¿Leisteis ayer el reportaje sobre TURCO, un perro al que le rajaron el cuello para arrancarle el chip y abandonaron?
Fué publicado en el magazine que dan con el periódico, XLSemanal.
pulsa_aquí EL OTRO HÉROE DE HAITÍ
`Turco´, un perro abandonado
Gracias a `Turco´, los bomberos de Valladolid rescataron a Redjeson Hausteen
Claude, de dos años. El pequeño haitiano llevaba dos días bajo los
escombros.Abandonado por su dueño en Tarifa, este labrador estaba al borde de la muerte
cuando fue recogido por unos militares. En unos meses pasó de ser un
vagabundo a convertirse en el orgullo de un cuerpo de bomberos. Acaba
de regresar de Haití, graduado tras salvar 18 vidas.
`Turco´ es un perro andaluz y su historia comienza, como la película de Dalí y Buñuel, con una navaja bien afilada.

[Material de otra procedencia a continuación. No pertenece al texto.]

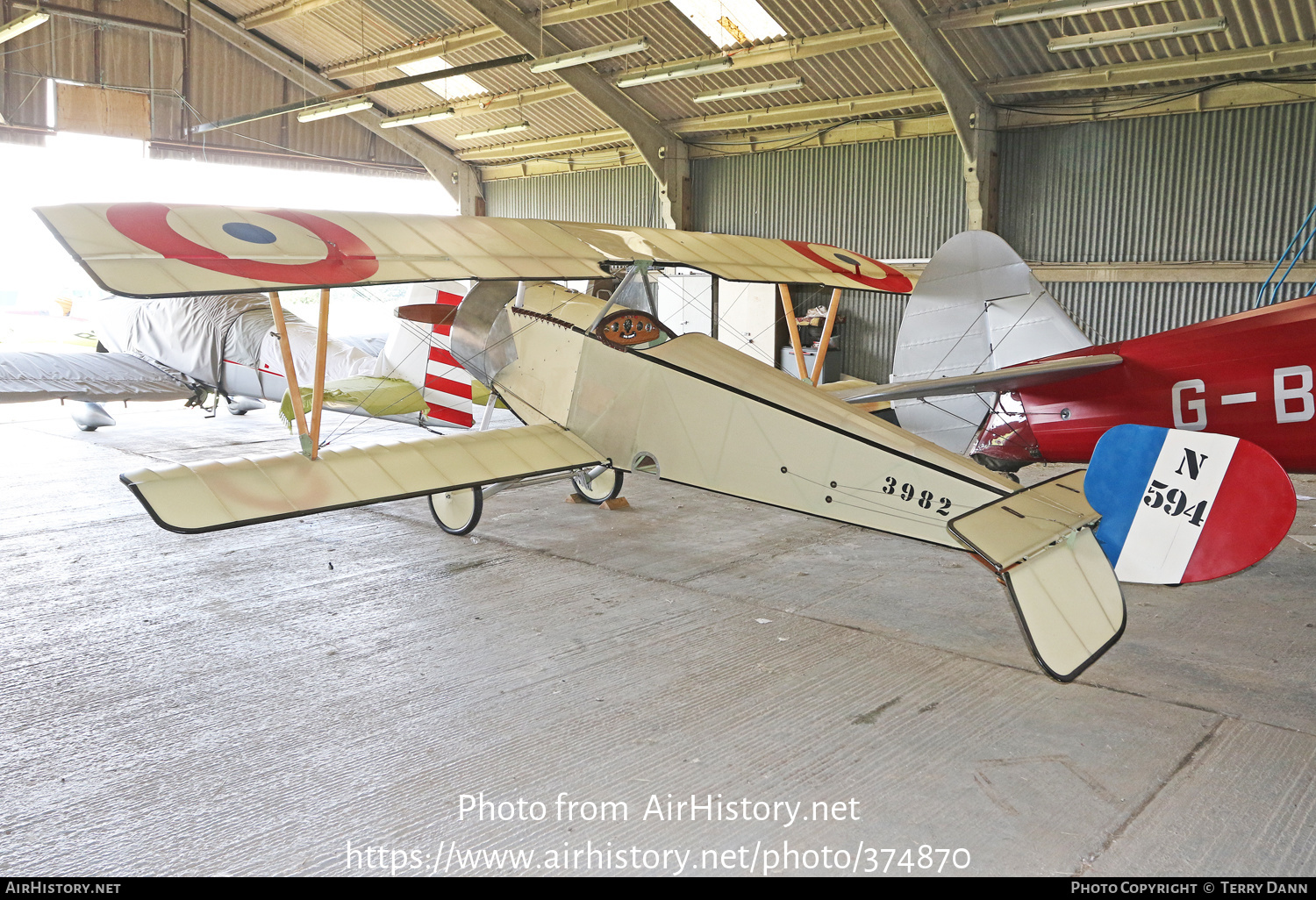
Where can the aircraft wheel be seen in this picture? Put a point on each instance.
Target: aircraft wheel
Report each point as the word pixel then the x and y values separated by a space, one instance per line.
pixel 604 487
pixel 457 512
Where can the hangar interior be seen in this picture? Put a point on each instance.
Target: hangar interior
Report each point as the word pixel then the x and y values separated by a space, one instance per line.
pixel 263 700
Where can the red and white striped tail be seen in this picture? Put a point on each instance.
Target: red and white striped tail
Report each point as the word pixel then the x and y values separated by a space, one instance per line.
pixel 447 386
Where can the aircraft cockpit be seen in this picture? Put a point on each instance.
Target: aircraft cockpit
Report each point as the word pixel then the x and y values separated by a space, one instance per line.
pixel 629 318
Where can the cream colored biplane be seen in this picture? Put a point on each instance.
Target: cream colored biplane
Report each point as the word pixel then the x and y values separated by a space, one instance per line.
pixel 603 389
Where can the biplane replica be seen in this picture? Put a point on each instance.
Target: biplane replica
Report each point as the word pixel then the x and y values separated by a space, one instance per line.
pixel 604 389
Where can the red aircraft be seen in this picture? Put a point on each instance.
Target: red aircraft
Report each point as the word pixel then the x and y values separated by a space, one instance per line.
pixel 1247 375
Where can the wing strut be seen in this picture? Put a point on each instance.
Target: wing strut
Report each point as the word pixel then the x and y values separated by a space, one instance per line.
pixel 826 336
pixel 291 374
pixel 318 391
pixel 794 328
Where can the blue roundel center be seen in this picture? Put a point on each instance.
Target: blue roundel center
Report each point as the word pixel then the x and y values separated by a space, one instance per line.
pixel 250 233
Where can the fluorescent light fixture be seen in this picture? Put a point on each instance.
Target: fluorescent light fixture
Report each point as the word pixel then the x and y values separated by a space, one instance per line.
pixel 25 23
pixel 749 89
pixel 590 54
pixel 500 129
pixel 329 111
pixel 678 70
pixel 1134 34
pixel 431 115
pixel 1061 8
pixel 731 21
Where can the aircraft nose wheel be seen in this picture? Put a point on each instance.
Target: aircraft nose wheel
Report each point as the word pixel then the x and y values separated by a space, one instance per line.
pixel 457 512
pixel 607 486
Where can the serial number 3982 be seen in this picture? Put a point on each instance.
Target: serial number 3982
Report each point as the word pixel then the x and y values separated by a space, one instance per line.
pixel 926 497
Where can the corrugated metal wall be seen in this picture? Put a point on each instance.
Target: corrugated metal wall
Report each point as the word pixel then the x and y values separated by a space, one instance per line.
pixel 1231 184
pixel 1227 186
pixel 891 199
pixel 608 196
pixel 1120 311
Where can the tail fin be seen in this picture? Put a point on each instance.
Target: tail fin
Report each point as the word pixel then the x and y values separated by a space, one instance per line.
pixel 976 307
pixel 420 353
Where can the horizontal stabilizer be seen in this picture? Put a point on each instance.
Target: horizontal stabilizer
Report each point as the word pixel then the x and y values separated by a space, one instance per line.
pixel 997 381
pixel 1066 595
pixel 87 376
pixel 213 495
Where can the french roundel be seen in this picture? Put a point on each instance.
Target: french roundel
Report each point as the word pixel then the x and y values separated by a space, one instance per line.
pixel 865 271
pixel 247 242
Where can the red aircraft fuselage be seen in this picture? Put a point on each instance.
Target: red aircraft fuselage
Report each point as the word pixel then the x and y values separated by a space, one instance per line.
pixel 1248 375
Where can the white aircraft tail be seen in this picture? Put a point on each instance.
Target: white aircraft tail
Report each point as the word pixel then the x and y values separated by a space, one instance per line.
pixel 976 308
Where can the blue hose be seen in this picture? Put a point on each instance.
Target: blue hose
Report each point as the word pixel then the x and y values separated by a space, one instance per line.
pixel 1261 294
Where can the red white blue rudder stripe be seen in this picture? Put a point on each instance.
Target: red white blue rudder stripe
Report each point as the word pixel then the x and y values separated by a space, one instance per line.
pixel 1182 507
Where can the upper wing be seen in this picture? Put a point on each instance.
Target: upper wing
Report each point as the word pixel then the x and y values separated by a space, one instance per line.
pixel 1000 379
pixel 89 376
pixel 213 495
pixel 155 250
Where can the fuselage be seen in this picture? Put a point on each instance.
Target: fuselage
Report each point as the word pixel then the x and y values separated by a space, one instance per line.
pixel 1248 375
pixel 702 413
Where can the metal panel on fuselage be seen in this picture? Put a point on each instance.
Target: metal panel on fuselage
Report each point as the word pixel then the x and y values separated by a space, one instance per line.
pixel 1248 375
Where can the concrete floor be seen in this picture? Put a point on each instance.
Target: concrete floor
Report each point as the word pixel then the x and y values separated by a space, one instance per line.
pixel 253 702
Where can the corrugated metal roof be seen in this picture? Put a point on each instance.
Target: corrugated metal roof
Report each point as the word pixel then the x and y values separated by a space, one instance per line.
pixel 225 82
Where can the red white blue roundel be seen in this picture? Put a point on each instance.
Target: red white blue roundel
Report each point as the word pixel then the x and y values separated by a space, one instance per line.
pixel 1182 507
pixel 247 242
pixel 865 271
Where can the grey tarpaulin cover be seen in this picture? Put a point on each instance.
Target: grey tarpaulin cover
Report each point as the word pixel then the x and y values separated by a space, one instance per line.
pixel 184 333
pixel 89 376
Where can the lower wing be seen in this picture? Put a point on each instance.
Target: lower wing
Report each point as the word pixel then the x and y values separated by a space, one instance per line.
pixel 213 495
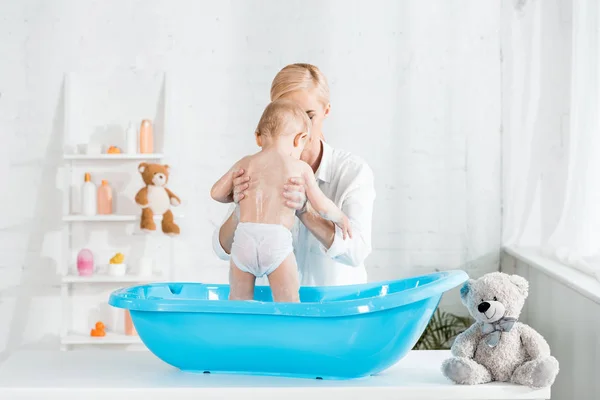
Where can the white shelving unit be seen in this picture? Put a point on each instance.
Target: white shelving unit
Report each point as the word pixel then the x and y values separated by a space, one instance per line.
pixel 75 123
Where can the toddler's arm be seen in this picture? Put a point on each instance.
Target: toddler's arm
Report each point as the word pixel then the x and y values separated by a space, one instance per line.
pixel 222 190
pixel 323 205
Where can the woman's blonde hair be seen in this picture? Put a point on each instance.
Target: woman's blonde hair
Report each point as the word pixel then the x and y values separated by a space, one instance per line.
pixel 297 77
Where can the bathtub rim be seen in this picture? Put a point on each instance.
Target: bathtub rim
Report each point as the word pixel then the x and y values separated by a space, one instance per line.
pixel 445 280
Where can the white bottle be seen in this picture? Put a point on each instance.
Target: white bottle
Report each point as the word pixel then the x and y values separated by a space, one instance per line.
pixel 89 195
pixel 131 139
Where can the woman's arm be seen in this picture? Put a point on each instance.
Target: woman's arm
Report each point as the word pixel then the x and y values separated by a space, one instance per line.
pixel 357 205
pixel 326 208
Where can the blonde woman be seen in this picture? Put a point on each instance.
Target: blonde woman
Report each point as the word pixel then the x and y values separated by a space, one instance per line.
pixel 324 258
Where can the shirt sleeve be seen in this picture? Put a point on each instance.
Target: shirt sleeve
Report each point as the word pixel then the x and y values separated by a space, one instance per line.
pixel 358 207
pixel 217 248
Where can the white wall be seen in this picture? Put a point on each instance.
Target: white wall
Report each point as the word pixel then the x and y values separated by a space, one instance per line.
pixel 536 84
pixel 563 306
pixel 415 91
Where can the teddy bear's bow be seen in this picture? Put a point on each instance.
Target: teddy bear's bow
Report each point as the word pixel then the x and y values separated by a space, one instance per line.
pixel 495 329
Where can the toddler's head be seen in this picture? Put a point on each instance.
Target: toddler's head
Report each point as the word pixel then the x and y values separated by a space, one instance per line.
pixel 284 122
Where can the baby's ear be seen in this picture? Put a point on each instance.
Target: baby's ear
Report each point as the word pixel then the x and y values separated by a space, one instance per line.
pixel 258 138
pixel 464 291
pixel 300 138
pixel 521 283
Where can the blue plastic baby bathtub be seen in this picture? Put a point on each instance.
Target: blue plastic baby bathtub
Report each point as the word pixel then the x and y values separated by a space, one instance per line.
pixel 338 332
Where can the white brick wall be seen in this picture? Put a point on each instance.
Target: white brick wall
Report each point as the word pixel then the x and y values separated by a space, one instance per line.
pixel 415 92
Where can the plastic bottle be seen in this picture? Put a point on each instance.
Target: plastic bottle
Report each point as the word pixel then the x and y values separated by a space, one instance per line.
pixel 131 139
pixel 104 198
pixel 85 262
pixel 146 137
pixel 88 196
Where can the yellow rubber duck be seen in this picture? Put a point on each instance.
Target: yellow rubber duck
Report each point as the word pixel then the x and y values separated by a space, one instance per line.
pixel 117 259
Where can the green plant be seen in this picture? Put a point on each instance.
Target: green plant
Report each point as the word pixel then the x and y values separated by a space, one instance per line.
pixel 441 331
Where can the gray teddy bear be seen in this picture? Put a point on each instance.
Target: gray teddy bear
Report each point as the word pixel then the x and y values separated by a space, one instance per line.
pixel 497 347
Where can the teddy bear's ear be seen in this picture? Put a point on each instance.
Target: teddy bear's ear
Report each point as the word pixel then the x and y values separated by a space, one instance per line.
pixel 520 283
pixel 465 289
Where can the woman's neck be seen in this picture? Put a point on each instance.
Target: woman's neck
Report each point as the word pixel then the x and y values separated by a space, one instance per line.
pixel 316 155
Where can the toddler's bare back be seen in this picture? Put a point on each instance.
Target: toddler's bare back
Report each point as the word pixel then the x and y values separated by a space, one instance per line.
pixel 264 203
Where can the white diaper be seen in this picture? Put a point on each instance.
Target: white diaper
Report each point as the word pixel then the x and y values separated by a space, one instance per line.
pixel 260 248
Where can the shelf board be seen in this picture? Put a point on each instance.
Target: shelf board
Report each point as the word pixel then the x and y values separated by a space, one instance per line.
pixel 100 218
pixel 105 278
pixel 122 156
pixel 110 338
pixel 109 218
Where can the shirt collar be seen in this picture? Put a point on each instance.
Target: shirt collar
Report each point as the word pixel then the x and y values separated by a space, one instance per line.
pixel 324 171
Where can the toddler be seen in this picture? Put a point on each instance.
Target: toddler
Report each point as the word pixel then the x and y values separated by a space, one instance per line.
pixel 262 242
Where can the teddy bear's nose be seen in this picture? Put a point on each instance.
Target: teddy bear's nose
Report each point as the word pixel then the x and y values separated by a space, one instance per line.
pixel 483 307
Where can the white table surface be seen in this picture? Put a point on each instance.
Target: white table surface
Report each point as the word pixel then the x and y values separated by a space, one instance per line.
pixel 113 374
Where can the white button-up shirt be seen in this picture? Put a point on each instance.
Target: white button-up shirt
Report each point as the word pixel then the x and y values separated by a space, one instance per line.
pixel 348 182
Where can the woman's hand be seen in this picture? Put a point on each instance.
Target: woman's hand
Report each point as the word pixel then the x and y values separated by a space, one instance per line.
pixel 295 194
pixel 241 183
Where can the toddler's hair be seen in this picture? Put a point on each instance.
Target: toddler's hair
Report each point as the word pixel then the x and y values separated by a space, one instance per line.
pixel 283 117
pixel 300 76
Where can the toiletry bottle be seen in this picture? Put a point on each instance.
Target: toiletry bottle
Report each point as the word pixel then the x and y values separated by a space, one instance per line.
pixel 85 262
pixel 129 328
pixel 131 139
pixel 88 196
pixel 146 138
pixel 104 198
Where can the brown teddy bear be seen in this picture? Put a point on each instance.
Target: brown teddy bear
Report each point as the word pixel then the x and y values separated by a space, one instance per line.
pixel 156 199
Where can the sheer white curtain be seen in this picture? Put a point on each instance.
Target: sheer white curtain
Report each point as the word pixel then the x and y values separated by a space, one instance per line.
pixel 569 230
pixel 576 240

En su caso, el tajo fue en el cuello. Sus dueños le
extrajeron así el microchip, una práctica muy habitual entre los
propietarios de los 150.000 perros que se abandonan en España cada año,
tantos como víctimas humanas en el terremoto de Haití. Sin chip, no hay
denuncia. El animal pierde su identidad y, casi siempre, perderá la
vida. `Turco´, un labrador jovencito, quizá un regalo de Reyes,
vagabundeó no se sabe cuánto tiempo por las afueras de Tarifa, en pleno
verano de 2008, y acabó en un campo de maniobras. Lo recogieron unos
militares que hacían ejercicios de tiro, muerto de sed, hecho un saco
de huesos, lleno de pulgas y parásitos. Y con un pedruscazo en el
hocico que todavía supuraba, cortesía de otro `amante´ de los animales.
Turco estaba tan traumatizado que olvidó cómo se ladraba, como un niño
que enmudece por los malos tratos. Un año después de su odisea, el
perro seguía sin poder articular un guau.
CONTINUA
Así fue como Turco se cruzó en la vida de Cristina Plaza
Jorge, una soldado profesional de 22 años, vallisoletana, destinada en
Ceuta. «Me llamaron los compañeros que lo habían rescatado. Sabían que
me estaba costando adaptarme, que me sentía sola y le había dicho a
todo el mundo que quería un perro. Me mandaron una foto por el móvil.
Parecía pequeñito, aunque resultó ser un grandullón. Y estaba
flaquísimo. Me enamoré. Crucé el Estrecho en el ferry, me fui a ver al
veterinario de Algeciras donde lo habían dejado y me lo llevé a casa.»
`Turco´ se recuperó de sus heridas gracias a los mimos de
Cristina. Y recobró la alegría, pues la nobleza nunca la perdió. «Es el
perro más juguetón del mundo. Incansable. Lo que más le gusta es correr
por la playa. Le puedes tirar un palito cien veces, que cien veces irá
a por él y te lo traerá.» Vivieron juntos ocho meses felices. Ganó
peso, aunque seguía sin ladrar. Una mañana cayó una tromba de agua: 160
litros por metro cuadrado. Y la casa de alquiler de Cristina, una
planta baja, se inundó de tal modo que era inhabitable. «Rezumaba tanta
humedad que tuve que volver al cuartel. Como allí no podía tenerlo, lo
llevé a casa de mi madre en Castronuevo de Esgueva, un pueblo de
Valladolid.» Allí, Turco conoció la nieve. Pero el destino le tenía
reservada una nueva sorpresa. El perro rescatado de la muerte por unos
soldados de buen corazón iba a tener ocasión de demostrar su
generosidad y devolver el favor. Con creces.